A Novel RNA Oligonucleotide Improves Liver Function and Inhibits Liver Carcinogenesis in vivo
Conference Recording Nov 17, 2013
About the Speaker
Professor Nagy Habib is Lead Clinician for the HPB Unit at Imperial College Healthcare NHS Trust and Head of the Department of HPB Surgery at Imperial College London. In June 2007 he was also appointed Pro Rector for Commercial Affairs at the university. Professor Habib is a translational researcher who pioneered the first clinical trial in the use of adenovirus and plasmid for the treatment of liver cancer, as well as the use of plasmid gene therapy in hydrodynamic gene delivery.

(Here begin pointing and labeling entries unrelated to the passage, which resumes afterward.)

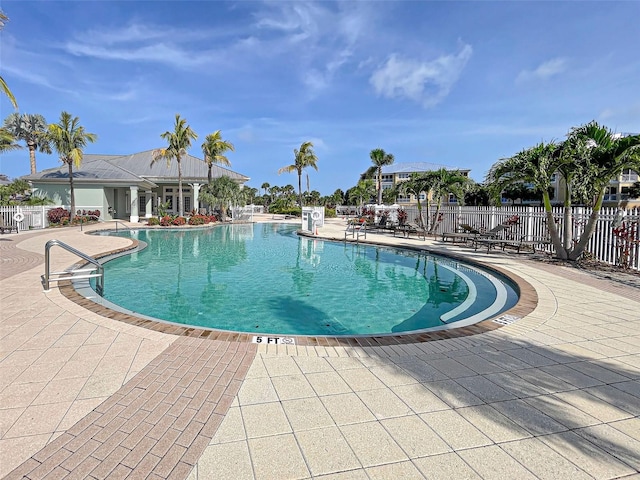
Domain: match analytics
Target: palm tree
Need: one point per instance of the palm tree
(534, 165)
(364, 190)
(179, 141)
(418, 183)
(3, 85)
(380, 158)
(305, 157)
(32, 129)
(214, 149)
(69, 138)
(606, 155)
(222, 191)
(445, 182)
(7, 141)
(587, 161)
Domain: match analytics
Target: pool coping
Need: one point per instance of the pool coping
(528, 300)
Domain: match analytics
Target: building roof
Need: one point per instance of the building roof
(135, 168)
(411, 167)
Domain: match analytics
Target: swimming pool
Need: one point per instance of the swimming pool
(265, 279)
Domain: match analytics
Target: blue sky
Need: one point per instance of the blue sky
(453, 83)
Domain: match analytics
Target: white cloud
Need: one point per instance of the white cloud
(545, 70)
(427, 83)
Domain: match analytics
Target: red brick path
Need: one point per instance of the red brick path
(155, 426)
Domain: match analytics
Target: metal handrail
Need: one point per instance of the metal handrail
(46, 278)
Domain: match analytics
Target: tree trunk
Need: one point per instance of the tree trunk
(561, 252)
(180, 203)
(300, 190)
(588, 230)
(568, 217)
(32, 156)
(71, 192)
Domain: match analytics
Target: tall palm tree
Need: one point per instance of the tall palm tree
(222, 191)
(606, 155)
(380, 158)
(69, 138)
(7, 141)
(418, 183)
(587, 161)
(179, 141)
(32, 129)
(305, 157)
(214, 148)
(364, 190)
(3, 85)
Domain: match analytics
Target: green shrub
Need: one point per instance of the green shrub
(55, 215)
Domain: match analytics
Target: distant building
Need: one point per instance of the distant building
(128, 186)
(395, 174)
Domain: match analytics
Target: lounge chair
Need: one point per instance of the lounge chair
(517, 244)
(356, 229)
(407, 229)
(475, 234)
(7, 228)
(465, 232)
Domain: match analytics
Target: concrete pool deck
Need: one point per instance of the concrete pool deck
(555, 394)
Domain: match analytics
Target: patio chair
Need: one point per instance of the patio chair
(475, 235)
(4, 227)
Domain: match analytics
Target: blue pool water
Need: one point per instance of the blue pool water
(264, 278)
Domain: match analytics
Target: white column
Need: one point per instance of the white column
(134, 204)
(196, 196)
(148, 208)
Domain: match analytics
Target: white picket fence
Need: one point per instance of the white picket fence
(532, 224)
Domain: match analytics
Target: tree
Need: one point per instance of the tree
(605, 156)
(476, 194)
(3, 85)
(179, 141)
(364, 190)
(32, 129)
(303, 158)
(69, 138)
(214, 149)
(418, 183)
(389, 195)
(444, 182)
(222, 191)
(7, 141)
(587, 161)
(380, 158)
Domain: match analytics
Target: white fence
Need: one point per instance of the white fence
(532, 224)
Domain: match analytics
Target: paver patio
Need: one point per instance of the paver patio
(554, 395)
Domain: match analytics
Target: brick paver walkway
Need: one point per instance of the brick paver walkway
(158, 424)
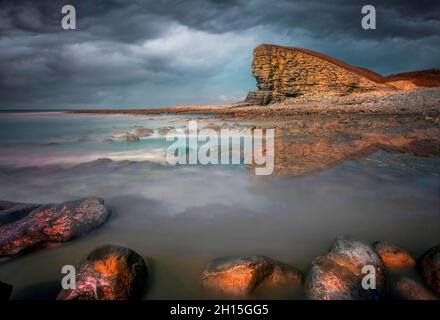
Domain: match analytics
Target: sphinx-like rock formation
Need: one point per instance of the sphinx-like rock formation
(283, 72)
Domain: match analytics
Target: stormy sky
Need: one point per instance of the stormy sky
(132, 54)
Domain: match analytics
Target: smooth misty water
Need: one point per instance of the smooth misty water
(180, 217)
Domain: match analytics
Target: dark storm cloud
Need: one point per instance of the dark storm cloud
(137, 53)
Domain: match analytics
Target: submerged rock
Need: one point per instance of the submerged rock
(396, 259)
(338, 275)
(429, 267)
(109, 272)
(164, 130)
(52, 223)
(13, 211)
(5, 291)
(132, 138)
(408, 289)
(143, 132)
(240, 276)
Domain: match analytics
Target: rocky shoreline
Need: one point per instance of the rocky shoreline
(112, 272)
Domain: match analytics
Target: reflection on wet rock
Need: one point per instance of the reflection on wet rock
(395, 258)
(52, 223)
(241, 276)
(109, 272)
(338, 275)
(430, 268)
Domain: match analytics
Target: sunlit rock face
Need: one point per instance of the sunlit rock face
(109, 272)
(283, 72)
(241, 276)
(430, 268)
(396, 259)
(338, 275)
(48, 223)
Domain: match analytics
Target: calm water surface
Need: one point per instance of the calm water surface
(179, 218)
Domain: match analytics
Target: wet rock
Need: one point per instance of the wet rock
(408, 289)
(429, 267)
(143, 132)
(120, 135)
(5, 291)
(338, 275)
(13, 211)
(395, 259)
(132, 138)
(240, 276)
(109, 272)
(164, 130)
(52, 223)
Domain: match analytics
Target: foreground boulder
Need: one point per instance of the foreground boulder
(143, 132)
(396, 259)
(408, 289)
(5, 291)
(338, 275)
(429, 267)
(109, 273)
(240, 276)
(52, 223)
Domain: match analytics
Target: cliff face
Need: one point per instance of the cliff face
(283, 72)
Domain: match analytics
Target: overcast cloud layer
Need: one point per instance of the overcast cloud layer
(156, 53)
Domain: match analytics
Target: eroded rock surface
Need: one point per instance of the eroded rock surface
(395, 258)
(51, 223)
(283, 72)
(241, 276)
(338, 275)
(429, 267)
(109, 272)
(408, 289)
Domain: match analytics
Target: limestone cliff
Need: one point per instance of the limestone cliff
(290, 72)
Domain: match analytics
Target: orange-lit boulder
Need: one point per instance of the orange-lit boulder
(109, 273)
(396, 260)
(52, 223)
(408, 289)
(240, 276)
(338, 275)
(429, 267)
(5, 291)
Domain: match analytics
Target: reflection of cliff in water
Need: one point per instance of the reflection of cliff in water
(311, 143)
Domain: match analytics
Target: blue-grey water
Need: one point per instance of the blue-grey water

Abstract Hepatocellular carcinoma (HCC) occurs predominantly in patients with liver cirrhosis. Therapies to simultaneously reduce tumour burden and improve liver function are limited. Here, we show an innovative RNA-based targeted approach to enhance endogenous albumin production whilst reducing liver tumour burden. We designed short activating RNA (saRNA) oligonucleotides to enhance expression of the transcriptional regulator and activator of albumin gene expression, CCAAT/enhancer-binding protein-a (C/EBPa). Increased levels of both C/EBPa and albumin mRNA in addition to a 3-fold increase in albumin secretion and 50% decrease in cell proliferation were observed in saRNA transfected human (HepG2) HCC cell lines.

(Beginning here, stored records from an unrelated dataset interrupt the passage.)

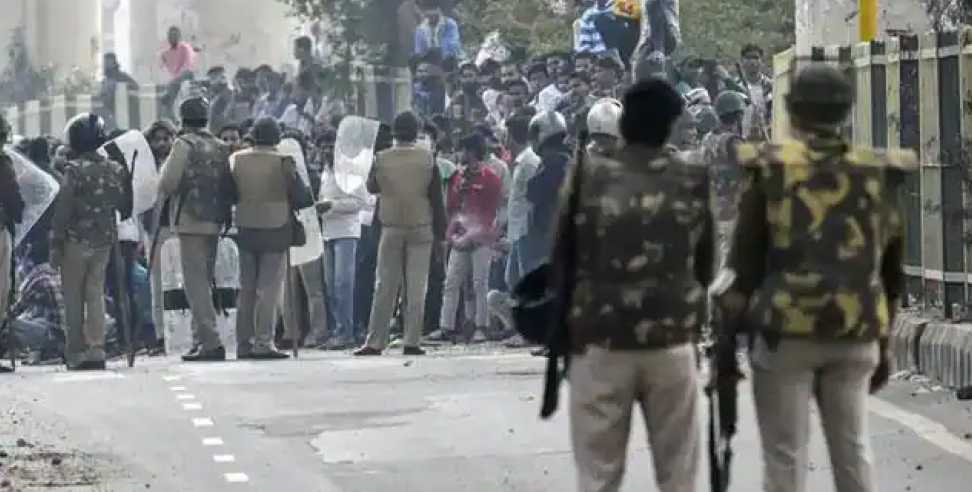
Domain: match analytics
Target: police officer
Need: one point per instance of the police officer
(11, 214)
(642, 259)
(718, 148)
(602, 125)
(266, 181)
(816, 259)
(197, 182)
(83, 231)
(548, 135)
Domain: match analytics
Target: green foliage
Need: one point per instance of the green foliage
(531, 25)
(720, 28)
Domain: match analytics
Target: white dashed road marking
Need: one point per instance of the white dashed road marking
(236, 477)
(190, 405)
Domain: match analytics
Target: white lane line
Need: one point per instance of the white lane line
(236, 477)
(929, 430)
(81, 378)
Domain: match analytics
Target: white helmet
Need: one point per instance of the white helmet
(604, 117)
(544, 126)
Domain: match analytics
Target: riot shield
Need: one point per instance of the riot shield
(354, 154)
(314, 247)
(141, 163)
(37, 188)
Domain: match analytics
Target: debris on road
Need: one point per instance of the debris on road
(964, 394)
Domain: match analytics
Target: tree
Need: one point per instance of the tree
(356, 32)
(720, 28)
(533, 26)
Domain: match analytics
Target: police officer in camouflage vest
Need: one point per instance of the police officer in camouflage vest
(718, 148)
(11, 214)
(643, 261)
(815, 270)
(83, 230)
(197, 182)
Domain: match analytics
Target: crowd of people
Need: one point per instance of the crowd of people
(473, 190)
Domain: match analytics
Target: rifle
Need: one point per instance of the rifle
(722, 388)
(6, 330)
(122, 300)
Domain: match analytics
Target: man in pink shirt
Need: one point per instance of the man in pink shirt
(178, 60)
(180, 56)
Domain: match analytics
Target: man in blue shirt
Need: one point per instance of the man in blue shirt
(438, 31)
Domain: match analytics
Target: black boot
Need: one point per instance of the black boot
(217, 354)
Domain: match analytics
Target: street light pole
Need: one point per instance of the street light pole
(867, 15)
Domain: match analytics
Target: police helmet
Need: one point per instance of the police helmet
(4, 129)
(730, 102)
(85, 133)
(544, 126)
(821, 94)
(266, 131)
(604, 117)
(194, 111)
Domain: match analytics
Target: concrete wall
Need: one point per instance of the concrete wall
(232, 33)
(45, 24)
(834, 22)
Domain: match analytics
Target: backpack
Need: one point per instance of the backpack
(208, 189)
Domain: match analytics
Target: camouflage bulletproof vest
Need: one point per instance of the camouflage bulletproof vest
(640, 219)
(207, 182)
(98, 188)
(724, 174)
(831, 213)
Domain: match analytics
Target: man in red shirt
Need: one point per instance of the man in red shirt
(178, 60)
(474, 196)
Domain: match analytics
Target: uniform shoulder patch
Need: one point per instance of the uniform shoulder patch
(904, 160)
(750, 155)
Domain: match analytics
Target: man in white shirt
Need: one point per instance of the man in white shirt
(518, 211)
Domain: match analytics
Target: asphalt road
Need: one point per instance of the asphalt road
(460, 420)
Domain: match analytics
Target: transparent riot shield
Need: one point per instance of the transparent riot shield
(37, 188)
(314, 247)
(354, 154)
(133, 147)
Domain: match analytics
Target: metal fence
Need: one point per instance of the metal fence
(914, 92)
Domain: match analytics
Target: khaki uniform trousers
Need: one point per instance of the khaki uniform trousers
(6, 249)
(198, 256)
(837, 375)
(261, 284)
(604, 387)
(404, 254)
(83, 271)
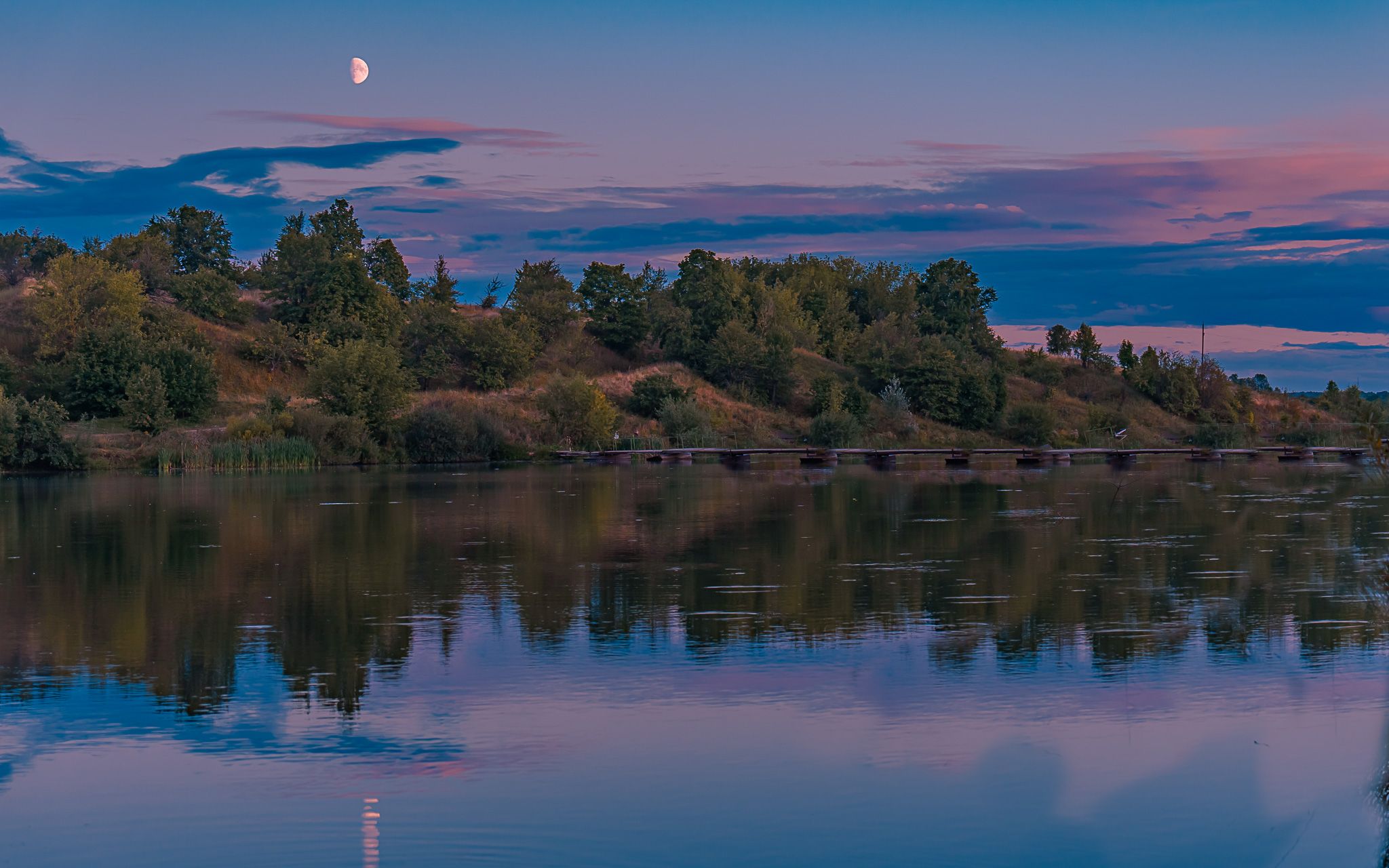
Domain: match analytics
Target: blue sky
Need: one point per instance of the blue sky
(1133, 164)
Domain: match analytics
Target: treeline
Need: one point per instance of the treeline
(120, 328)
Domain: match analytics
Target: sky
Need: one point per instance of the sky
(1143, 167)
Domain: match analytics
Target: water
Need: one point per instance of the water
(693, 666)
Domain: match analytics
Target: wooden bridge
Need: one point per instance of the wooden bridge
(953, 456)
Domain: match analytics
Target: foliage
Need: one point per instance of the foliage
(146, 401)
(895, 397)
(1060, 340)
(543, 296)
(617, 303)
(26, 254)
(650, 393)
(578, 412)
(1030, 424)
(835, 428)
(81, 294)
(199, 239)
(385, 266)
(336, 439)
(439, 434)
(31, 437)
(209, 295)
(361, 380)
(496, 352)
(684, 418)
(317, 278)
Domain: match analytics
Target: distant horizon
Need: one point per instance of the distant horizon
(1117, 167)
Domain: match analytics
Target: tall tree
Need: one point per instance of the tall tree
(1087, 346)
(1060, 340)
(953, 303)
(199, 239)
(617, 303)
(388, 267)
(442, 288)
(543, 296)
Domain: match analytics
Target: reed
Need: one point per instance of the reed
(281, 453)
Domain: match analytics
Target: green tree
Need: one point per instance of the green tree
(617, 303)
(387, 267)
(653, 392)
(146, 401)
(578, 412)
(1129, 359)
(1088, 346)
(543, 296)
(953, 303)
(1060, 340)
(208, 294)
(442, 288)
(199, 239)
(81, 294)
(361, 380)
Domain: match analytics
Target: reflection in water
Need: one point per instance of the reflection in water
(441, 624)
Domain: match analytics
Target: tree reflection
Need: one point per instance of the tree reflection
(164, 581)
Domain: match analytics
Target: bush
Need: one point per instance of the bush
(189, 378)
(31, 437)
(685, 420)
(835, 429)
(209, 295)
(580, 412)
(653, 392)
(439, 434)
(1031, 424)
(361, 380)
(146, 401)
(336, 439)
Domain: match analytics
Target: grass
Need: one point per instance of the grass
(288, 453)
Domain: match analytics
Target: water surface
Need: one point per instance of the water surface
(693, 666)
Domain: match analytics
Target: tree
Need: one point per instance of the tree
(1059, 340)
(81, 294)
(361, 380)
(317, 278)
(653, 392)
(199, 239)
(444, 285)
(1087, 346)
(146, 401)
(543, 296)
(387, 267)
(578, 412)
(1129, 359)
(952, 303)
(617, 303)
(208, 294)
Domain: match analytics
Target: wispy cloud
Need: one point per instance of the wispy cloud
(513, 138)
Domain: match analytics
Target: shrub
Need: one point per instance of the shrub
(835, 429)
(439, 434)
(146, 401)
(189, 378)
(653, 392)
(578, 412)
(686, 420)
(31, 435)
(336, 439)
(209, 295)
(361, 380)
(1031, 424)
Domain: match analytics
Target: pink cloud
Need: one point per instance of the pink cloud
(469, 134)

Intravenous injection of C/EBPa-saRNA in a liver cirrhotic rat model with multifocal liver tumours caused a significant increase in circulating serum albumin levels and amelioration of liver function. Concomitantly, after three injections over seven days, the tumour burden decreased by 80% (p = 0.003) with a 40% reduction in a marker pre-neoplastic transformation.

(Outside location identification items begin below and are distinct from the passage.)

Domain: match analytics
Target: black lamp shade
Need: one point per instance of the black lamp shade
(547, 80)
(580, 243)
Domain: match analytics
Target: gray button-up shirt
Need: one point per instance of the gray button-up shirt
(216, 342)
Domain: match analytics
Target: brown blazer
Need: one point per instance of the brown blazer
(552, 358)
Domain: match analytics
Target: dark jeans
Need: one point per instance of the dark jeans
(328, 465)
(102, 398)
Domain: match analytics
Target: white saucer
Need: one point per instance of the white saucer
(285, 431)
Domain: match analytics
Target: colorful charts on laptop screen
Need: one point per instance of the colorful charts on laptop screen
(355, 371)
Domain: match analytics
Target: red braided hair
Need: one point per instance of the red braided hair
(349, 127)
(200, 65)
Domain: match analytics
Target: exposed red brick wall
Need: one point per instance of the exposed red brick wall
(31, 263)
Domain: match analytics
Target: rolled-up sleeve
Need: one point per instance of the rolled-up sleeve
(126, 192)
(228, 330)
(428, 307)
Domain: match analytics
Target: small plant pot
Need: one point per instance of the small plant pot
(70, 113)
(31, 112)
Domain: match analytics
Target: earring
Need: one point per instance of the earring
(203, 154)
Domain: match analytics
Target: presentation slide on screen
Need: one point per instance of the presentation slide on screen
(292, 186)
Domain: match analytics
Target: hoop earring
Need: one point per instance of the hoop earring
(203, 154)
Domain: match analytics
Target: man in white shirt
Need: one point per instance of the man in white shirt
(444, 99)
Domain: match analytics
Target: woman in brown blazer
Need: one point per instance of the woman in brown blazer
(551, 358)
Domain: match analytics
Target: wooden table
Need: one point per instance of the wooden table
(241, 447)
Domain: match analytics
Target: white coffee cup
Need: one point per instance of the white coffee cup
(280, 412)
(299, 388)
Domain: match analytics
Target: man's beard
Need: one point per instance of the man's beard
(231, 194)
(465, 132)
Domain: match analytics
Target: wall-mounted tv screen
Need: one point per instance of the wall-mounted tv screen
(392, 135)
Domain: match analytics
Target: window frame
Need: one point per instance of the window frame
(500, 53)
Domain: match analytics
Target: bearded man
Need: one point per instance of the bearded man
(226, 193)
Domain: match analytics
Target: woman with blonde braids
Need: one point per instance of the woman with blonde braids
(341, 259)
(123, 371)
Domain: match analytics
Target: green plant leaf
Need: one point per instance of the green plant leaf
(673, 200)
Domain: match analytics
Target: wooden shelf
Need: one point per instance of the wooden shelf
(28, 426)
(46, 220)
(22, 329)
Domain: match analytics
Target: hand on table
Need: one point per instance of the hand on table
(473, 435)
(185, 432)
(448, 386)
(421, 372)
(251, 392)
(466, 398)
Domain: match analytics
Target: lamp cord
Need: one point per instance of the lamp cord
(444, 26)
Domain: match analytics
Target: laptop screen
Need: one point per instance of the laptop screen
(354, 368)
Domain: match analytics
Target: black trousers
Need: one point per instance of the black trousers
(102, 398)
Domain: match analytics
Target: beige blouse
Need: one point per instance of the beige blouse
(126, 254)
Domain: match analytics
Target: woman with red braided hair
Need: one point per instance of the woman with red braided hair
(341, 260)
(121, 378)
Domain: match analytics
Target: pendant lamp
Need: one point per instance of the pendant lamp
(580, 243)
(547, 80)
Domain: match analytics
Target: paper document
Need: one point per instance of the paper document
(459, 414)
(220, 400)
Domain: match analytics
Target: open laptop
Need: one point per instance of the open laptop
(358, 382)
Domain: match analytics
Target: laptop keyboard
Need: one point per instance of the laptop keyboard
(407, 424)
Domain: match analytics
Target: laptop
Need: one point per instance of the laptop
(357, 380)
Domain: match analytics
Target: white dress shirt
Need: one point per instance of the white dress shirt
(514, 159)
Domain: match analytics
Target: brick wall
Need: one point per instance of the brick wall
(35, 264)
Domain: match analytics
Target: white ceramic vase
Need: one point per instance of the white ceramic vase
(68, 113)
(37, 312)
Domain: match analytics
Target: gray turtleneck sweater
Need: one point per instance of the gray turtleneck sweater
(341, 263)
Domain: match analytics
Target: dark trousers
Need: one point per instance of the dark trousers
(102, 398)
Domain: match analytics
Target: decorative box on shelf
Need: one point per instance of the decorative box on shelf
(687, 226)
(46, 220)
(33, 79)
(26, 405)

Using mRNA expression microarray in C/EBPa-saRNA transfected HepG2 cells, we found down-regulation of genes strongly enriched for negative regulation of apoptosis, angiogenesis and metastasis. Up-regulated genes were enriched for tumour suppressors and positive regulators of cell differentiation. Furthermore, quantitative PCR and Western-blot analysis of C/EBPa-saRNA transfected cells suggested an anti-proliferative effect via suppression of IL6R, c-Myc and reduced STAT3 phosphorylation.
We demonstrate for the first time that a novel injectable saRNA oligonucleotide successfully reduces tumour burden and simultaneously improves liver function in a clinically relevant liver cirrhosis/HCC model.